Solutions to Lab for week 7: Text Classification

Authors:	Sharon Goldwater
Date:	2017-10-30
Copyright:	This work is licensed under a Creative Commons Attribution-NonCommercial 4.0 International License: You may re-use, redistribute, or modify this work for non-commercial purposes provided you retain attribution to any previous author(s).

This lab is available as a web page or pdf document.

Feature extraction

(Opt) Complete the function...

See our answer code .

From train_pos_features, how can you get the feature count of the POS tag 'NNS' in the third training sentence?:
```
j = pos_vocab.index("NNS")
train_pos_features[2][j]
```
In this toy data set, what is the prior probability of each class if we use Maximum Likelihood Estimation?

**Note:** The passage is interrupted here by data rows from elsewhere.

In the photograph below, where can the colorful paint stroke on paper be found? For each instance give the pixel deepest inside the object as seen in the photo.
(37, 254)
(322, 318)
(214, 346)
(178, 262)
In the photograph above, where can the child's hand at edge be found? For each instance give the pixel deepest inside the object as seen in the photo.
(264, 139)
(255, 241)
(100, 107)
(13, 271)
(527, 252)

Class 0: 2/5, class 1: 3/5
What is the equation to compute the feature probabilities using add-alpha smoothing?

See lecture slides.
(Opt) Complete the function...

See our answer code .

Do the results seem reasonable? Do you think those features are salient and discriminative?

Some of the features seem reasonable, like "furniture" and "fresh". But some of them do not seem either salient or discriminative, like "and" and "are". This is because words that have high probability given the class may or may not help to discriminate between classes.
Are they similar or different to the most probable features of each class in the Naive Bayes model? Would you expect them to be similar? Why or why not?

The most influential features seem much more reasonable. That's because these are the features with highest weights, which means they are the ones that help to discriminate between classes.
Are the most probable features in a generative model likely to be discriminative?

Not necessarily, because all classes could have the same high probability features. (However it's also possible for them to be discriminative: they could be high probability in all classes, but still have different probabilities. In this case, since they occur frequently, they may have a big influence on the final decision.)
Will removing stopwords reduce the size of the vocabulary by much?

No, because the vocabulary size is very large, and there are only a relatively small number of stopwords.
Will removing stopwords change the performance of the classifiers by much?

Probably not, because stopwords are not likely to be discriminative for this task.
How many features are there now? [after variance thresholding] Did this big reduction affect performance much? Can you detect any change in how fast the models run?

The number of features should be much smaller now. However, the performance only decreases slightly. You should notice some decrease in the time to train the logistic regression model. (It would probably be more noticeable if we were more careful about timing.)